Kwasi has a maintained evaluation system that measures how the agent is actually doing — is intent classified correctly, is the right domain agent selected, and are the right tools called for the right tasks — and catches regressions as prompts and models change. It also closes a feedback loop: real production traffic is mined into new test cases.

Everything lives under eval/. It is built on pydantic-evals (pinned to match pydantic-ai).
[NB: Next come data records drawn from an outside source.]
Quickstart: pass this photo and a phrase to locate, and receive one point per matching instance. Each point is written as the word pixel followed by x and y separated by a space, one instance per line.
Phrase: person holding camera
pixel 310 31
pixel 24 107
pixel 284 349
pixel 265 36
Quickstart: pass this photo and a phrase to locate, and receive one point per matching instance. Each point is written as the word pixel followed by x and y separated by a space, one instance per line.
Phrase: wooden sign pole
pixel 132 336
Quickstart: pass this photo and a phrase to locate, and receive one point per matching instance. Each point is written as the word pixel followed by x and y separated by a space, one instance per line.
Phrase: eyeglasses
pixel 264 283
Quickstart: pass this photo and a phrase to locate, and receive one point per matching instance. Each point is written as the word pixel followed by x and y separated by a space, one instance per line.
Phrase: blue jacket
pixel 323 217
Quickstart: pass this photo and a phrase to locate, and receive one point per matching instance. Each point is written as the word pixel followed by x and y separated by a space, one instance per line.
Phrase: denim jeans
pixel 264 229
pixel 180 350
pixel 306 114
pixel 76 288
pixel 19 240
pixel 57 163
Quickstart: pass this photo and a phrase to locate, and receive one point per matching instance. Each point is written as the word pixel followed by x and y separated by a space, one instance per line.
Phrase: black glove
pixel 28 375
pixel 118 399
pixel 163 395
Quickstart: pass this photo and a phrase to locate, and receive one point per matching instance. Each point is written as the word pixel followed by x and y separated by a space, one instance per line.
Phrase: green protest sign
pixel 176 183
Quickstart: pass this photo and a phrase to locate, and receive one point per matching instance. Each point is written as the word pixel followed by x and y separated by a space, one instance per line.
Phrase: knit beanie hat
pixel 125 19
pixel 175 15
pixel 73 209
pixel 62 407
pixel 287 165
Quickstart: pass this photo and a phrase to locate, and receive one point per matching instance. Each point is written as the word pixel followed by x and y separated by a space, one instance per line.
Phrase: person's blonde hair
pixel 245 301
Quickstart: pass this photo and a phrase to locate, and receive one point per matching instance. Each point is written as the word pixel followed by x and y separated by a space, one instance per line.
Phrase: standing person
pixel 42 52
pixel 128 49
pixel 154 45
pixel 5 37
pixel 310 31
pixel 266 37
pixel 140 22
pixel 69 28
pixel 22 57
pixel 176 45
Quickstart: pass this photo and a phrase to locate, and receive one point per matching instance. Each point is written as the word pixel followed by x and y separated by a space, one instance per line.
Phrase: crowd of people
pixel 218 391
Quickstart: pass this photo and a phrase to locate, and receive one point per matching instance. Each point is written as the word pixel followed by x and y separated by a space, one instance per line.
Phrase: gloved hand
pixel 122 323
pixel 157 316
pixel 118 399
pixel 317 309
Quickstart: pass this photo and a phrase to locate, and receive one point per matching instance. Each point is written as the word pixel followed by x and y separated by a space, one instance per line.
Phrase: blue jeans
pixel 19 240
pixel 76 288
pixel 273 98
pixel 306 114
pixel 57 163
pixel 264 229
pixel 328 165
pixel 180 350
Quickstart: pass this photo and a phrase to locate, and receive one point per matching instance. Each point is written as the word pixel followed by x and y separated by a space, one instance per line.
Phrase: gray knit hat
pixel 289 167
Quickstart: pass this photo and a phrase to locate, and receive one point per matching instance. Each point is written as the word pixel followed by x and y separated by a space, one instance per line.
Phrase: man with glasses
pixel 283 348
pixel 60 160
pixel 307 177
One source of truth, two view layers

The corpus (YAML), the task (the routing / agent-run callable), and the scorer are shared. Only the reporting backend differs — pydantic-evals → Logfire Experiments, and a parallel runner → Langfuse Experiments. The two can never score the same run differently.


What gets evaluated

Layer Question it answers Cost CI gate
Intent + routing Right domain classified, right agent selected? Free (keyword path, no LLM) ✅ pytest
Real-world routing Does it route your actual phrasings correctly? Free ✅ pytest
Tool selection Are the right tools called for the task? Tokens (runs the real agent) Manual / nightly
Response quality Did it actually do the right thing? (hard tiers T3–T5) Cheap (mini-model judge) Manual / nightly

The corpus is stratified into tiers (from research/kwasi-eval-framework.md): T1 single-tool · T2 routing · T3 multi-turn · T4 orchestration · T5 proactive/edge.


File map

eval/
  datasets/
    intent_routing.yaml        # synthetic routing corpus (message → expected categories + agent)
    intent_routing_real.yaml   # MINED + SANITIZED real-usage routing cases (separate signal)
    tool_selection.yaml        # 41 end-to-end scenarios (T1–T5) + read-only To Do cases
  tasks.py                     # classify_and_route — the live routing pipeline, isolated to score
  tool_selection.py            # run_agent_turn (real agent, in-memory DB, no E2B) + score_scenario + ToolSelection
  evaluators.py                # IntentMatch (set-equality + Jaccard), AgentMatch, shared category_scores
  langfuse_experiment.py       # Langfuse Dataset + Experiment runner (both phases)
  mine_traces.py               # trace→dataset miner (with conversational-fragment filter)
  report.py                    # scorecard + JSON artifact
  run.py                       # CLI entry point
tests/
  test_eval_intent_routing.py  # CI gate (synthetic + real-world routing)
  test_eval_tool_selection.py  # CI gate for the scenario scorer (pure)
  test_eval_mine_traces.py     # CI gate for the miner's pure logic

The corpus YAML is hand-maintained data (the original migration from scripts/run_eval.py was one-time; that runner is retired). Mining drafts are gitignored.


Running it

# Free, CI-gated routing eval (no LLM/embedding spend)
uv run python -m eval.run                                              # synthetic scorecard
uv run python -m eval.run --dataset eval/datasets/intent_routing_real.yaml
uv run pytest tests/test_eval_intent_routing.py                        # the gate itself

# Real-agent tool-selection (costs tokens; side-effect-free)
uv run python -m eval.run --phase tools --test T1-01 --judge           # one cheap case
uv run python -m eval.run --phase tools --tier T2 --judge              # a whole tier
uv run python -m eval.run --phase tools --trace --langfuse --judge     # full sweep → BOTH platforms, one run

# Mine real production traffic for new cases (read-only; needs prod env)
railway run uv run python -m eval.mine_traces --limit 500

Useful flags: --trace (→ Logfire), --langfuse (→ Langfuse), --judge (LLM judge on T3–T5), --tier / --test (filter), --max-concurrency (default 3, to respect rate limits), --semantic (also score embedding-fallback routing cases — costs embeddings).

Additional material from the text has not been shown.